Meat & Livestock News

New Zealand Farmers Challenge Methane Tax Proposals, Citing Latest Science

The Methane Science Accord, a group backed by numerous prominent farmers, is intensifying its campaign against the proposed taxation of methane emissions in New Zealand. The group argues that such a tax is “unscientific, unjustified, and economic insanity.”

The Methane Science Accord

Comprising influential farmers like Jane Smith, Hamish Carswell, Derek Daniell, and others, the Methane Science Accord aims to educate both rural and urban communities on the issue.

The group has garnered support from hundreds of farmers and is also backed by organisations such as Groundswell, FARM, 50 Shades of Green, and the Rural Advocacy Group. They are inviting more farmers to join their cause.

The Science Behind Methane

According to the accord, the latest scientific findings indicate that ruminant methane—emissions from sheep and cattle—is too trivial to be accurately measured and therefore should not be taxed. “The most recent, unrefuted science is clear—methane’s ability to warm is too inconsequential to measure or be taxed,” the group states.

Political and Economic Implications

The group contends that the outgoing government and other political parties have been making threats based on flawed science.

They argue that the proposed methane tax could have devastating effects on rural communities. Government and agricultural industry models predict a loss of 20% in sheep and beef production, along with a 5% decline in dairy output. “Our country cannot afford that cost,” the group warns.

Financial Burden on Farmers

The Methane Science Accord estimates that a methane tax could cost the average farmer over $100,000, depending on the carbon price.
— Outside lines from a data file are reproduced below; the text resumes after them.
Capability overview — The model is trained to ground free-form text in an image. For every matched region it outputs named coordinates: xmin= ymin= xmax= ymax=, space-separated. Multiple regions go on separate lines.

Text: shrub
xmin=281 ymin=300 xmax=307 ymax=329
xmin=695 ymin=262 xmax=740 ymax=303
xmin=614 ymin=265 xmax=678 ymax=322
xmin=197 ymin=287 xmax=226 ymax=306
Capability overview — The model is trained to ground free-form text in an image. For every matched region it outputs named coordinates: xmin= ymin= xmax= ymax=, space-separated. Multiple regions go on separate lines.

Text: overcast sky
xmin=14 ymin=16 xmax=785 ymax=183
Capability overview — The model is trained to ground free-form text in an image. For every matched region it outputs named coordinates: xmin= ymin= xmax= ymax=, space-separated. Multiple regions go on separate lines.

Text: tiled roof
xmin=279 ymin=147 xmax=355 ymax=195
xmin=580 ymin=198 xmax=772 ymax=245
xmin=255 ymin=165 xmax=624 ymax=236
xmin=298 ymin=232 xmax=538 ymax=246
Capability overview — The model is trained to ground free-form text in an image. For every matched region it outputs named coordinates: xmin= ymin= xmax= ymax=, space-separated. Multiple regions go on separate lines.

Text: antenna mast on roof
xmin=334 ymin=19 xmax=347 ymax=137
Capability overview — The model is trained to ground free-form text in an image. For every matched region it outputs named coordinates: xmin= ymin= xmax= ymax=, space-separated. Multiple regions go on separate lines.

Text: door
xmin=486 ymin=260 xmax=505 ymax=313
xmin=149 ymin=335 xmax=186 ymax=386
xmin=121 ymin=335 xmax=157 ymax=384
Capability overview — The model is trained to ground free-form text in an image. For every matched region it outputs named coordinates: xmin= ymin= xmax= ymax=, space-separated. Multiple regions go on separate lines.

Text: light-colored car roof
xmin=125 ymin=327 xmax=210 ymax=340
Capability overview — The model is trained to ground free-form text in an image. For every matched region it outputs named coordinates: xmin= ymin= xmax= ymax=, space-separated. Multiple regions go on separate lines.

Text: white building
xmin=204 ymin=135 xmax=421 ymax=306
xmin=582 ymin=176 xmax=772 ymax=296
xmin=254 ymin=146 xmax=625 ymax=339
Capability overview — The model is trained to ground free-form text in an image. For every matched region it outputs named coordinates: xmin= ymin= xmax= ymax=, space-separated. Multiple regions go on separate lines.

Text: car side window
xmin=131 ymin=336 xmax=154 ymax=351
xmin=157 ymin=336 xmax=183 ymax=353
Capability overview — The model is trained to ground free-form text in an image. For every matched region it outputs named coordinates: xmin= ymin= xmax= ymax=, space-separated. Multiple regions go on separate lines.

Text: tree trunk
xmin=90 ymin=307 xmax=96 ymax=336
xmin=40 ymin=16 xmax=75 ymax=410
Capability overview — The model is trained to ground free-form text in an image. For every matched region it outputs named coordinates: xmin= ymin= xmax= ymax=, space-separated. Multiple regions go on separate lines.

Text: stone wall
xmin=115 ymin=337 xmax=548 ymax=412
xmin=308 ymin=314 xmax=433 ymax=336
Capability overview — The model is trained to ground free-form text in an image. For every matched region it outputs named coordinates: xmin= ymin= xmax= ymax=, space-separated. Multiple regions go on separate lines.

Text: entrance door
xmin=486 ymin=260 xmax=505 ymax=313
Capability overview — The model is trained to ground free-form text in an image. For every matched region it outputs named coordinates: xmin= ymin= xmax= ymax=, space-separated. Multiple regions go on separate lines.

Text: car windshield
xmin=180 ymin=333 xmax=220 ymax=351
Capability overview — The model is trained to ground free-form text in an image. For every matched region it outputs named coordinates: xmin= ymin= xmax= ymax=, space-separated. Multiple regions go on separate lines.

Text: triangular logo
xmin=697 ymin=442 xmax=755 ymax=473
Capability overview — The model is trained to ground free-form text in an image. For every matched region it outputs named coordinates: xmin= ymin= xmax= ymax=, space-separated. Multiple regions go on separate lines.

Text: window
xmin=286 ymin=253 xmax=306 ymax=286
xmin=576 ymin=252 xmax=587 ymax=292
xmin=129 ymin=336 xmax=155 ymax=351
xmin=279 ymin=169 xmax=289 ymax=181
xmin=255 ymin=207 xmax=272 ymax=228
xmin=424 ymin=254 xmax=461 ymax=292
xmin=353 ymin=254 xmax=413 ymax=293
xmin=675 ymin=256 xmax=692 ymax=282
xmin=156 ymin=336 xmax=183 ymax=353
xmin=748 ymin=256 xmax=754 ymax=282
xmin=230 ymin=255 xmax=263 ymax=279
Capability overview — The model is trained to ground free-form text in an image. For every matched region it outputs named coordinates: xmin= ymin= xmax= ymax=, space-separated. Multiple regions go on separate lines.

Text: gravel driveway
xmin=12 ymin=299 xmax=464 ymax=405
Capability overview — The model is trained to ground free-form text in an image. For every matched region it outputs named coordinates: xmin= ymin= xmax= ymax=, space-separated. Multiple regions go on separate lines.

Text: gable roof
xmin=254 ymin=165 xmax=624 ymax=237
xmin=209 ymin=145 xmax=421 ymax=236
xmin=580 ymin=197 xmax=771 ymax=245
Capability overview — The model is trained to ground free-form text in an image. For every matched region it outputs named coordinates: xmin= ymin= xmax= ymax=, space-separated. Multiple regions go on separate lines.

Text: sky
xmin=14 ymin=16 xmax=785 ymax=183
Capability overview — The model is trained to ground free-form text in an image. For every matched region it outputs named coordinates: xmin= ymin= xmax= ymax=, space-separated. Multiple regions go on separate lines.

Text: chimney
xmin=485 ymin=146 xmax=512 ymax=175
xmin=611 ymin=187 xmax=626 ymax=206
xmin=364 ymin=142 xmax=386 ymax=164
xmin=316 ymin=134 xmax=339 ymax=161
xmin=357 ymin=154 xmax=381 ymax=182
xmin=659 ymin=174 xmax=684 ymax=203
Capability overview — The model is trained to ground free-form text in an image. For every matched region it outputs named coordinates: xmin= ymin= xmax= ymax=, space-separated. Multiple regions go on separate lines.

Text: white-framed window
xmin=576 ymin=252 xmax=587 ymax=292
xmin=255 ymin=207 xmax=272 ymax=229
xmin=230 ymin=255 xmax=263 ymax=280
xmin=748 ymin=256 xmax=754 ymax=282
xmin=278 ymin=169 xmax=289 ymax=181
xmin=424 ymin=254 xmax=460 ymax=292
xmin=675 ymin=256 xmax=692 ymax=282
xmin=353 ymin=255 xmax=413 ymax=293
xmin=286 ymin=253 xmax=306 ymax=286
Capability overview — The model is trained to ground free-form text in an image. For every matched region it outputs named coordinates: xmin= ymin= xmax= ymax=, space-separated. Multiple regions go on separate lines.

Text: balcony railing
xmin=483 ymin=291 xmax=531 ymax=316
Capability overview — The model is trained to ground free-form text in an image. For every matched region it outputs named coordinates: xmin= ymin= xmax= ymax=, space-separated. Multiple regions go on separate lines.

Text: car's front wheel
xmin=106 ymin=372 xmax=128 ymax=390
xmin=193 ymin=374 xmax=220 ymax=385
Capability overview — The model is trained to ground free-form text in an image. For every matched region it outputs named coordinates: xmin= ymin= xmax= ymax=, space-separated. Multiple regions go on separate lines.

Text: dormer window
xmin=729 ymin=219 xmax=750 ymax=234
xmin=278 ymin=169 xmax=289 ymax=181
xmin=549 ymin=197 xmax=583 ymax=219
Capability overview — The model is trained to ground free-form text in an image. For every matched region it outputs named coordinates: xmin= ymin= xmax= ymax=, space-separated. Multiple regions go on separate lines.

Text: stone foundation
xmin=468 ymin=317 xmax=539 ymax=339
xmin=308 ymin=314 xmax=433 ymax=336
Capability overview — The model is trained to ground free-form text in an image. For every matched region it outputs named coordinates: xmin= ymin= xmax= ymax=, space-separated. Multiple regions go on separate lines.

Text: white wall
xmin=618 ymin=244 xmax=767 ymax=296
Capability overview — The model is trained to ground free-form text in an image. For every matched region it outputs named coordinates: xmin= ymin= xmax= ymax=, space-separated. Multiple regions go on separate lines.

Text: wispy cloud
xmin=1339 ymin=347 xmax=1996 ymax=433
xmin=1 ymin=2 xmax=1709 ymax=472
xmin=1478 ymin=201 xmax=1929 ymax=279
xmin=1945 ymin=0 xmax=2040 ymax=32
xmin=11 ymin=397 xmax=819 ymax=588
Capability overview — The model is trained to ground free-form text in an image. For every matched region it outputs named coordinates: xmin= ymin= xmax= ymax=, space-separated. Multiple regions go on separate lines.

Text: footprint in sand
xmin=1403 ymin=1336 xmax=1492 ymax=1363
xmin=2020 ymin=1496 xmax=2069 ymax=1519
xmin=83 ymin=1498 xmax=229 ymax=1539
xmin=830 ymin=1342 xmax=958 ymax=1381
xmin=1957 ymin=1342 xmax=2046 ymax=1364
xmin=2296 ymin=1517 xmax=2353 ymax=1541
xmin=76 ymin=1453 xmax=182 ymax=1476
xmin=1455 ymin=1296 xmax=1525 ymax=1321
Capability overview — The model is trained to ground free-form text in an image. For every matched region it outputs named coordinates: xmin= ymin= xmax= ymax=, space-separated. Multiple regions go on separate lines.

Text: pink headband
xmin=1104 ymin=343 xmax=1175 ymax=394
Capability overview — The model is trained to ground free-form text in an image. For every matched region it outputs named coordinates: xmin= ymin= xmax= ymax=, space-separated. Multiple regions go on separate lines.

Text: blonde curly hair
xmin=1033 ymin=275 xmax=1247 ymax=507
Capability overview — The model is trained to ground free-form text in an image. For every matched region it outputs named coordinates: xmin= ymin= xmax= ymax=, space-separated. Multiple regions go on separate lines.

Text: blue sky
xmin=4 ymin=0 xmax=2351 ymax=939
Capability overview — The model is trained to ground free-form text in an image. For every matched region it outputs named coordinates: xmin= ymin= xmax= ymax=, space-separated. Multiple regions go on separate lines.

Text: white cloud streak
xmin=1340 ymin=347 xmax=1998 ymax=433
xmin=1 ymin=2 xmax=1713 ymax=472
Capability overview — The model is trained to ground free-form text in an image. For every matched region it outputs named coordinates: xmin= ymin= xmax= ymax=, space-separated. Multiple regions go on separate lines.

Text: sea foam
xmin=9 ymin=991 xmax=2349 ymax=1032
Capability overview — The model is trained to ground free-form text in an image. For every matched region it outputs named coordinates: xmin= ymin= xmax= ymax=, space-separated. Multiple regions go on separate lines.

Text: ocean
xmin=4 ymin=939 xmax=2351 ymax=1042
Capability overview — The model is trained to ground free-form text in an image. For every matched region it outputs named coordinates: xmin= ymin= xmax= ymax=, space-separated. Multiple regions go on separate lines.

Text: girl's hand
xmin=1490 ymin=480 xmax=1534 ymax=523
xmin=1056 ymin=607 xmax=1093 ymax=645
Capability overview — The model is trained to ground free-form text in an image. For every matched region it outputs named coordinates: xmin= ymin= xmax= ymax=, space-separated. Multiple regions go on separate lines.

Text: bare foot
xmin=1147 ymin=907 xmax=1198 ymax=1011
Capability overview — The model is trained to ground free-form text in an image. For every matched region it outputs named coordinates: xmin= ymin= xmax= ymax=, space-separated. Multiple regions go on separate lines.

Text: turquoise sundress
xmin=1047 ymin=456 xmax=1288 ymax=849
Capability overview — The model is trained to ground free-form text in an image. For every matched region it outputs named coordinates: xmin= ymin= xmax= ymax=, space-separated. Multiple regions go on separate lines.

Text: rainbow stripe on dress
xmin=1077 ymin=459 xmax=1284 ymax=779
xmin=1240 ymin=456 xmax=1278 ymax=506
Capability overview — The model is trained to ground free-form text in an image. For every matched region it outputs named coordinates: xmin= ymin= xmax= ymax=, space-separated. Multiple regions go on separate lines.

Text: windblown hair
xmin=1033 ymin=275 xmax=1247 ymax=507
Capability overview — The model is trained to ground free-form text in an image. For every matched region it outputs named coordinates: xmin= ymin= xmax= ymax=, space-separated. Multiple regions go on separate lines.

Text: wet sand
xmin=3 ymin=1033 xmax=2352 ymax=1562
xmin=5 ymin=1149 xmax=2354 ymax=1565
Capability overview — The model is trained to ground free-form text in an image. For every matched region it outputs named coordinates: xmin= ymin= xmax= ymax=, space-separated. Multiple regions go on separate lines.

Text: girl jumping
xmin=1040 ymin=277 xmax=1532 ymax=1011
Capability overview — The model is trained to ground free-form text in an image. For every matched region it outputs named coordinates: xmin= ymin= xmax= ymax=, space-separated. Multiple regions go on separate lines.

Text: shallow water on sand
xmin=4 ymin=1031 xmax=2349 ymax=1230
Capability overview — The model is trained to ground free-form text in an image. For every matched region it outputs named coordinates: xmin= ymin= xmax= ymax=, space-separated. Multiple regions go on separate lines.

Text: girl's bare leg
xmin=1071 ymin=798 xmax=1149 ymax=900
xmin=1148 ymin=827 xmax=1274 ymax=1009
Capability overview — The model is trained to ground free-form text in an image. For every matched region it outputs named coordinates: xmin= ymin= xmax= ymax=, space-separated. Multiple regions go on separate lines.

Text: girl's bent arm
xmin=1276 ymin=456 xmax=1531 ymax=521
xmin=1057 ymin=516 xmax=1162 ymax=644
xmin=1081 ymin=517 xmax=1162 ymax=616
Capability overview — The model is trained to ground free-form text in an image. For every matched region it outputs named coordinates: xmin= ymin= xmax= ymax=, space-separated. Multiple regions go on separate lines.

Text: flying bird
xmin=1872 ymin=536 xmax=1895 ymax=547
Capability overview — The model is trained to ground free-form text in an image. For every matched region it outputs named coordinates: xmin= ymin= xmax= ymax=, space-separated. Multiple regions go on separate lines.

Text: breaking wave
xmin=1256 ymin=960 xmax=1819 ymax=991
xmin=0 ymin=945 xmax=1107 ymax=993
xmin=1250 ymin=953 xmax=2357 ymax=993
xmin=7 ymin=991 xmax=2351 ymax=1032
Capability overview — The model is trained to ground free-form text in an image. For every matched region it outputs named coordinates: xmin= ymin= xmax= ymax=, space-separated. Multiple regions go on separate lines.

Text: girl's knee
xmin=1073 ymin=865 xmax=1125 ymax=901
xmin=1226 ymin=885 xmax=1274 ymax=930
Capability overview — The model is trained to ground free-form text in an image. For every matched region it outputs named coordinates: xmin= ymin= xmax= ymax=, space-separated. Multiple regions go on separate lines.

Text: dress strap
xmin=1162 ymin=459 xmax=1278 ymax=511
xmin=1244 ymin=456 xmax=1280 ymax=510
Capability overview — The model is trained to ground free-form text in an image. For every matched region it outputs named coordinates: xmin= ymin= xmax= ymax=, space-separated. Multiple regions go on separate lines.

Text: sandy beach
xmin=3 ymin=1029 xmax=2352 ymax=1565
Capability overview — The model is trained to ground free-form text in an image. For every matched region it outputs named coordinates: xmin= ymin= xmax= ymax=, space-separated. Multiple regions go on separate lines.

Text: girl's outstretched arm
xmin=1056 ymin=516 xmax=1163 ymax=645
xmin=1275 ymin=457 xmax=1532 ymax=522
They question the rationale behind such a tax, asking, “Why pay when they cannot tell you how much warming your farm is producing?”

International Trade and Industry Concerns

The group dismisses claims that international customers will take action if methane emissions are not taxed. They believe that individual exporters should handle such demands from their customers. “Why should one company force a tax on all farmers to satisfy their consumers?” they ask.

Use of Tax Revenue

The accord also challenges the notion that money collected from methane taxes will be reinvested in the industry. They point out that more than $700 million has already been allocated and spent on what they describe as “dubious pursuits.”

Criticism of Levy Bodies

The group criticises levy organisations that have supported the methane tax, describing them as out of step with farmers. “They will have to answer to levy payers,” the accord states.

The Methane Science Accord is ramping up its efforts to challenge the proposed methane tax, armed with what they claim is the most recent and unrefuted science.

With significant economic and social implications at stake, the group is calling for a more nuanced approach to the issue.